Indeed, this section is full of helpful hints on how to run the game while at the same time leaving a lot up to the Narrator to figure out. Dungeons and Dragons, for example, will give you lists of hazards with their respective challenge ratings and all the stats that you need to face each encounter – which of course lets them sell extra sourcebooks for different climates, says my cynical side. For Blue Rose, though, you’re basically given the numbers for varying degrees of difficulty, how to do one-time versus ongoing tests, and after that it’s up to you to decide how challenging whatever obstacle is you place in your players’ path. Ditto on monsters, who are lumped into the broad categories of minor, moderate, major, and dire rather than getting challenge ratings, a change from the first edition where creatures had “levels.”

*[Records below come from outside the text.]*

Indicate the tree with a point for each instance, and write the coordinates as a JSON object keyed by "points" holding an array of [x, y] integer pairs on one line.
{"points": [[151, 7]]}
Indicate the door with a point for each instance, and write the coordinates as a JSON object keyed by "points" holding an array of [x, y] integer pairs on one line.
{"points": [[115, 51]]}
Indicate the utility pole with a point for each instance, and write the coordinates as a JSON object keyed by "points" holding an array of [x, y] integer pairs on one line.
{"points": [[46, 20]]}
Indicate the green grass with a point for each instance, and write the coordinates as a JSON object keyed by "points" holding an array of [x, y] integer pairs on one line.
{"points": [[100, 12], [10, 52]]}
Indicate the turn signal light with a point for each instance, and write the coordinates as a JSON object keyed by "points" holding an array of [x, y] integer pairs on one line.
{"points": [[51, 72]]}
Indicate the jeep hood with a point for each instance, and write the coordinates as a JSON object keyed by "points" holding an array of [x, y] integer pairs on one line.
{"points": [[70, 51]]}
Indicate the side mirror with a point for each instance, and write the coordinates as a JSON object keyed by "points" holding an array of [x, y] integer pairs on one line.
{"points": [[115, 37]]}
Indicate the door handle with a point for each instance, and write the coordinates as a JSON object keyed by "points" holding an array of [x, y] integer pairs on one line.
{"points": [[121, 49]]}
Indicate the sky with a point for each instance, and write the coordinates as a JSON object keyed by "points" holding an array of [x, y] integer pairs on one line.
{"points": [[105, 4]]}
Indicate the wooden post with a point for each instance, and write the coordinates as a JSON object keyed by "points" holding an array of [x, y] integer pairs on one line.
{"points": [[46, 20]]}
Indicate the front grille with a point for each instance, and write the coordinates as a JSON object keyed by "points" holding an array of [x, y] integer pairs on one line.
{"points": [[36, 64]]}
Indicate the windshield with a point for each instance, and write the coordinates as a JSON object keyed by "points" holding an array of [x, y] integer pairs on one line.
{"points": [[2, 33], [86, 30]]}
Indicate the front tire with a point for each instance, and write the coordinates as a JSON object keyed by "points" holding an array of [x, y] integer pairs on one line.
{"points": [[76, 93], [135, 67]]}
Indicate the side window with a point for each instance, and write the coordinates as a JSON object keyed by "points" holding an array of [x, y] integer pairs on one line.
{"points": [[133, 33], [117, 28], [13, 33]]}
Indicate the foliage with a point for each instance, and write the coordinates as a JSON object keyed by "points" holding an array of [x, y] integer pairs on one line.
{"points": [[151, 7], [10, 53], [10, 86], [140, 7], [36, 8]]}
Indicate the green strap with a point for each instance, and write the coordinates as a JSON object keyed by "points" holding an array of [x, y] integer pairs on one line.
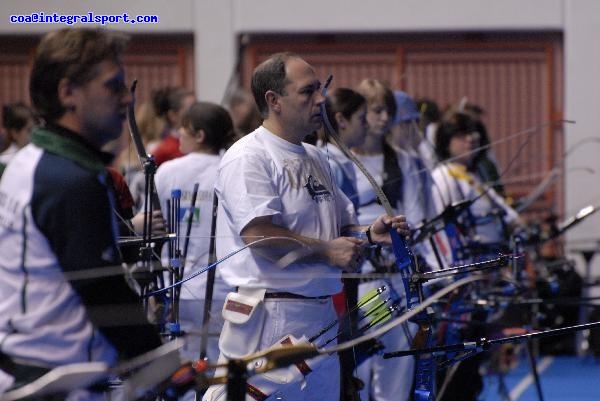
{"points": [[68, 148]]}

Above all, the most interesting thing is how much it encourages you to cheat. This was a philosophy of narration in the first edition as well; since story is paramount, you’re supposed to bend the rules to make things dramatically satisfying. Did somebody just roll something terrible trying to make a jump to a cliff? Well, you could make them randomly fall to their death, but if you reading that in a book, you’d hate that stupid twist. Better to leave them hanging by their fingertips and give their companions a chance to rescue them. Don’t let NPCs be the ones to deal the final blow to monsters, even if their dice roll let them; avoid letting characters die unless it’s suitably heroic or tragic.

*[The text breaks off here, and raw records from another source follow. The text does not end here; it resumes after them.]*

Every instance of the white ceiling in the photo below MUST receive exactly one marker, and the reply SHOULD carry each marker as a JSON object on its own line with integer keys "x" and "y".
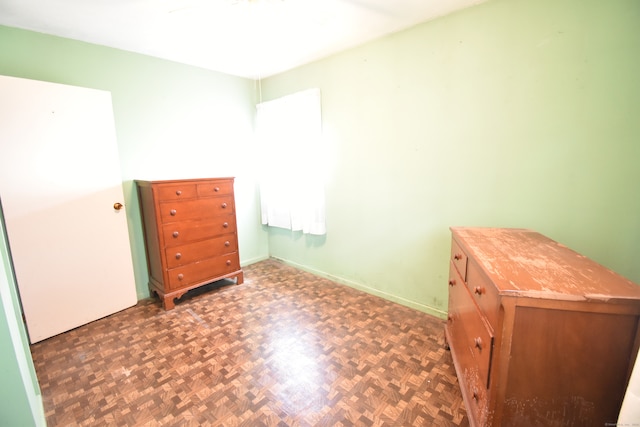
{"x": 249, "y": 38}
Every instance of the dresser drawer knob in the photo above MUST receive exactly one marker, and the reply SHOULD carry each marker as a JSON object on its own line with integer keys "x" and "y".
{"x": 478, "y": 343}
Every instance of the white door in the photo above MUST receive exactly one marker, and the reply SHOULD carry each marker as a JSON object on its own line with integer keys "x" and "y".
{"x": 59, "y": 181}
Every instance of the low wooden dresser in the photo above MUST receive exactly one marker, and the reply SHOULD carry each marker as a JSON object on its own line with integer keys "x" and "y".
{"x": 539, "y": 334}
{"x": 190, "y": 234}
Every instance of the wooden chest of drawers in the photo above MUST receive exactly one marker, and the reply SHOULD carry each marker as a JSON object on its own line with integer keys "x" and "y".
{"x": 539, "y": 334}
{"x": 190, "y": 234}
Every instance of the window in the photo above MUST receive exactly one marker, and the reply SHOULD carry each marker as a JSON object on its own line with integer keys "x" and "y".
{"x": 289, "y": 133}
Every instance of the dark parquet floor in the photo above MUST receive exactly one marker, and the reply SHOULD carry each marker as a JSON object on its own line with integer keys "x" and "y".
{"x": 286, "y": 348}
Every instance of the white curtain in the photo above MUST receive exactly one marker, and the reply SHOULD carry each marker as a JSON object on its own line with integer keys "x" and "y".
{"x": 289, "y": 131}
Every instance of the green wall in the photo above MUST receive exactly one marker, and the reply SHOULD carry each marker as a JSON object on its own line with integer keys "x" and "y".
{"x": 512, "y": 113}
{"x": 20, "y": 397}
{"x": 172, "y": 121}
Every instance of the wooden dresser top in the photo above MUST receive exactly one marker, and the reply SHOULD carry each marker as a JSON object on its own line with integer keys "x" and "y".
{"x": 522, "y": 262}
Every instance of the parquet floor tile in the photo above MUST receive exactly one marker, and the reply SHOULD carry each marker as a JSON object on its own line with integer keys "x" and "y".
{"x": 284, "y": 349}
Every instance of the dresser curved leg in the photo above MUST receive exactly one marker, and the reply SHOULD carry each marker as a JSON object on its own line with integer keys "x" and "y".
{"x": 168, "y": 302}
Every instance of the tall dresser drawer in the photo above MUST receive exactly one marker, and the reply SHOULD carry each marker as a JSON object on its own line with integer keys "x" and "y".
{"x": 176, "y": 192}
{"x": 197, "y": 251}
{"x": 208, "y": 189}
{"x": 484, "y": 293}
{"x": 478, "y": 338}
{"x": 203, "y": 270}
{"x": 196, "y": 209}
{"x": 178, "y": 233}
{"x": 459, "y": 259}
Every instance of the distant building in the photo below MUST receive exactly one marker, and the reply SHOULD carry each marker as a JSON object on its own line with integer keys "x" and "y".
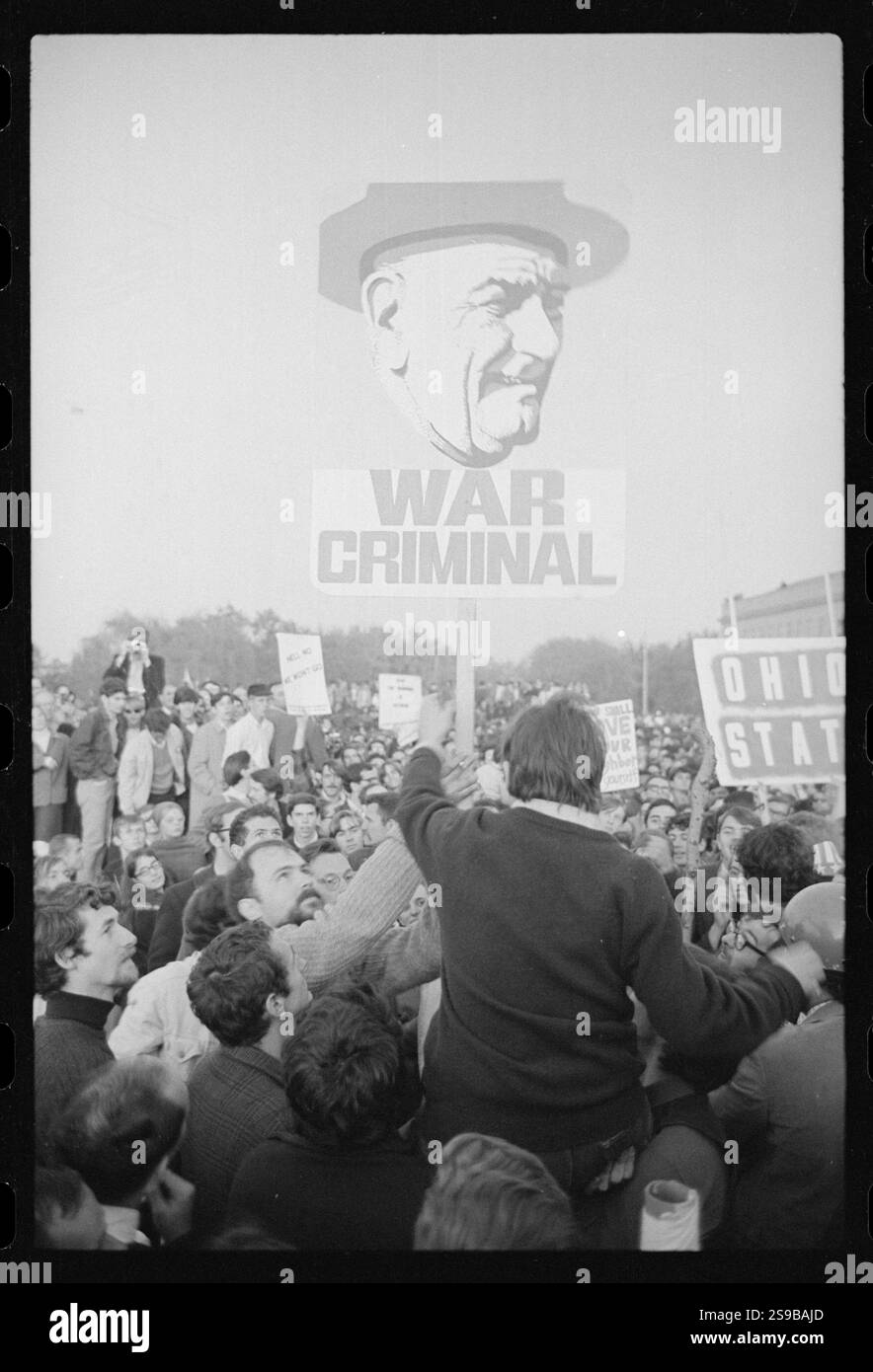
{"x": 794, "y": 611}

Another big part of the Narrator section is made of ideas for campaigns. The most basic setup is called “For Aldis and the Queen!” where you’re all members of the Sovereign’s Finest going around on missions for the good of the country. Other setups include: being a set of travelers who keep running into trouble as they go from land to land; a coming of age story where your protagonists begin very young; a “Game of Thorns” setup (get it? because roses?) where the focus is on political factions vying for power; playing a team of knights with disabilities; and several ideas that involve the power of Shadowgates that I don’t want to spoil should your Narrator ever choose them.

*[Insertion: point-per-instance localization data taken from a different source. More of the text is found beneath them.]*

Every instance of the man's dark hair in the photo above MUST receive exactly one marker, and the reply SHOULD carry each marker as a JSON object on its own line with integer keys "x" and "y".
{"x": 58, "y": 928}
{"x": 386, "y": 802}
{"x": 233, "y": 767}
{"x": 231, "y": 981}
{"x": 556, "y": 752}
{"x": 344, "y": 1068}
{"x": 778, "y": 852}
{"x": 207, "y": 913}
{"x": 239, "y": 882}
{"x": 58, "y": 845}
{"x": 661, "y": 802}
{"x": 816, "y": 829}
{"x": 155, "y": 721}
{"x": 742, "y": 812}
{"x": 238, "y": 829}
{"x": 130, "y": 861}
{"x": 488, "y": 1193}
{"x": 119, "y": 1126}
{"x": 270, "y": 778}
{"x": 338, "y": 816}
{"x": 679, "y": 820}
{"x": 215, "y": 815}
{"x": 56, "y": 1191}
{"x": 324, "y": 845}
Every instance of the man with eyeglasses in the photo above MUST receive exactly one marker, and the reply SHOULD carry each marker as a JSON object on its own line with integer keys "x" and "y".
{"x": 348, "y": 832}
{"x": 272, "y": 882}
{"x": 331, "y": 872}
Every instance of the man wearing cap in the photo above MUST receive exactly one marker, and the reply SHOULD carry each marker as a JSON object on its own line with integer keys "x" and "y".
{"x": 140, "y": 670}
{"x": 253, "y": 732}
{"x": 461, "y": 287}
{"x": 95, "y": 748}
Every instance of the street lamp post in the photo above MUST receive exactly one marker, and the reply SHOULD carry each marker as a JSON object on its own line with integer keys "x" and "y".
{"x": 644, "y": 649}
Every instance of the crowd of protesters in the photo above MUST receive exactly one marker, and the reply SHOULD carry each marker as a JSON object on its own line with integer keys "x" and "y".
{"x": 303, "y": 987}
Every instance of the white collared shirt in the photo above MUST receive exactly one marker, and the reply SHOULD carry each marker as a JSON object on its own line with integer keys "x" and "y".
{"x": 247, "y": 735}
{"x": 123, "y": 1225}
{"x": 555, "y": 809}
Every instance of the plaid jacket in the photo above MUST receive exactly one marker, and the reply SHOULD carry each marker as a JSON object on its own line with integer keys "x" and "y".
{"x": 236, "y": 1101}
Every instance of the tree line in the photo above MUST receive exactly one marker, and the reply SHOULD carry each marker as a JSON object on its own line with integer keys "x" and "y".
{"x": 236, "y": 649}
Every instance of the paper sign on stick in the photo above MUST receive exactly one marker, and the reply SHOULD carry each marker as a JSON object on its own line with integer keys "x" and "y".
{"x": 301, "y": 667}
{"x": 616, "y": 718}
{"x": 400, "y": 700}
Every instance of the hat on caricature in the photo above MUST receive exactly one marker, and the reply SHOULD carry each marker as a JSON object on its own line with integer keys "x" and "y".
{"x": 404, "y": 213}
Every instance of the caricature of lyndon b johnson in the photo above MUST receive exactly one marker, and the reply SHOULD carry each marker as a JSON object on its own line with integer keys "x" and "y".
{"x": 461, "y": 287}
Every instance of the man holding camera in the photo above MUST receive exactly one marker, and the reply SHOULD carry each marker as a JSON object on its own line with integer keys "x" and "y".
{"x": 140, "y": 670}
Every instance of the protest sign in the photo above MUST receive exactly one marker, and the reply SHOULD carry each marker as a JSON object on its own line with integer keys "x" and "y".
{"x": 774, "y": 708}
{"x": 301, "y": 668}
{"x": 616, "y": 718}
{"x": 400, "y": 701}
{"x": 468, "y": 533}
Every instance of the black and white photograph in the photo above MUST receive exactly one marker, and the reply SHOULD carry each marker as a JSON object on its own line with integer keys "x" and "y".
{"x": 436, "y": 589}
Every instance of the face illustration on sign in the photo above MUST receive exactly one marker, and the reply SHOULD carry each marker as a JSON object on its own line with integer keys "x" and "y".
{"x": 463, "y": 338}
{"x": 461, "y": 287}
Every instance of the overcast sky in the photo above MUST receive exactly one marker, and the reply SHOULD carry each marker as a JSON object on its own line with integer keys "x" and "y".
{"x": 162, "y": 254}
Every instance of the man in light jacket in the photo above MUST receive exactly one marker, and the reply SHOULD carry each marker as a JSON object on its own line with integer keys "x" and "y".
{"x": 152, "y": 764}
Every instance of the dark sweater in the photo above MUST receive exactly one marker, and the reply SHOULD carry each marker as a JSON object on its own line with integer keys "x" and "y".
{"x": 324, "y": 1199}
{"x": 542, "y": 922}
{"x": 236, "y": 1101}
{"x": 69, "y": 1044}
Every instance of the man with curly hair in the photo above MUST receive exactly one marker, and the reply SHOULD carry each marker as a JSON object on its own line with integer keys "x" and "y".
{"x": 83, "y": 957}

But let’s face it, for all the story stuff, as an RPGer you’re probably most interested in the other parts of the Narrator section: the stuff you can get and the enemies you can face.
Rewards and Intentional Vagueness
Many RPGs have fairly lengthy lists of special items that you can find in your quests. Blue Rose has never been like this, because again it’s more story than game. In this edition, rewards are divided into five categories. By your actions you earn special bonuses as an honor, titles that you give you status in your society but no gameplay bonuses, memberships in societies that you can advance through, companions who are loyal to you whether human or animal, and stuff.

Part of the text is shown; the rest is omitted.